To help reduce what could be a prohibitively heavy financial burden for the AU, the Security Council should give serious consideration to the union’s suggestion that African troop contributions be considered as payment in kind. Personnel costs are typically the largest single expenditure in any peacekeeping mission. If AU member states either committed to supply troops at their own expense (as currently happens in ad hoc coalitions like the MNJTF and G5 Sahel) or the AU agreed to reimburse troops contributing countries through the Peace Fund, they could transform the negotiations. A monetary value would need to be placed on the service of these troops, which may be unpalatable to some at the AU who are concerned about appearing to turn their soldiers into mercenaries. Security Council members would also want assurances that the AU will not come to them seeking funds for stipends, basic equipment and other costs included in the in-kind payment amount. Although the details would need to be fine-tuned, the acceptance of in-kind payments could be a win-win solution.
On the vexed question of human rights compliance, the development and improvement of new AU policies promises to be a lengthy process.
On the vexed question of human rights compliance, the development and improvement of new AU policies promises to be a lengthy process. For purposes of allaying Security Council concerns sufficiently to reach a deal, the focus should be on increasing and accelerating AU and UN cooperation at the technical level for troop screening and training, establishing operational rules and accountability procedures, and putting in place mechanisms for casualty tracking.
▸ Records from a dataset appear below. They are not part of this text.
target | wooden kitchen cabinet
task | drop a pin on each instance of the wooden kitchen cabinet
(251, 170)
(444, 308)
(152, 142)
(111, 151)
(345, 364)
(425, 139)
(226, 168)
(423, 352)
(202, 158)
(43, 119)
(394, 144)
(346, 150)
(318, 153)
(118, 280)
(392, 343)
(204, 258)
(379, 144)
Security Council and PSC diplomats could devise a joint monitoring mechanism to keep track of progress – and setbacks – in this area, to avoid recurrent accusations that the UN disregards AU efforts. Regardless of how much progress the AU makes, however, it will be difficult for the body to demonstrate a successful track record for its new policies and procedures until it has had a chance to apply them directly to a new mission in the field. For this reason, the Security Council may have to take something of a leap of faith for at least the purposes of the first mission or two under the new arrangement.
Regarding Security Council concerns over the standards of the AU’s financial governance, the fact that the AU agreed in the December 2018 draft resolution to submit the budgets of UN-financed mission to the General Assembly’s Fifth Committee – a step that the AU considers an important concession even if the UN sees it as a structural requirement – provides the best guarantee of compliance with UN regulations. Even so, without additional support the AU will find it difficult to navigate the Committee’s complex and cumbersome procedures. Donors could consider funding a dedicated post at the AU to provide the commission with technical assistance.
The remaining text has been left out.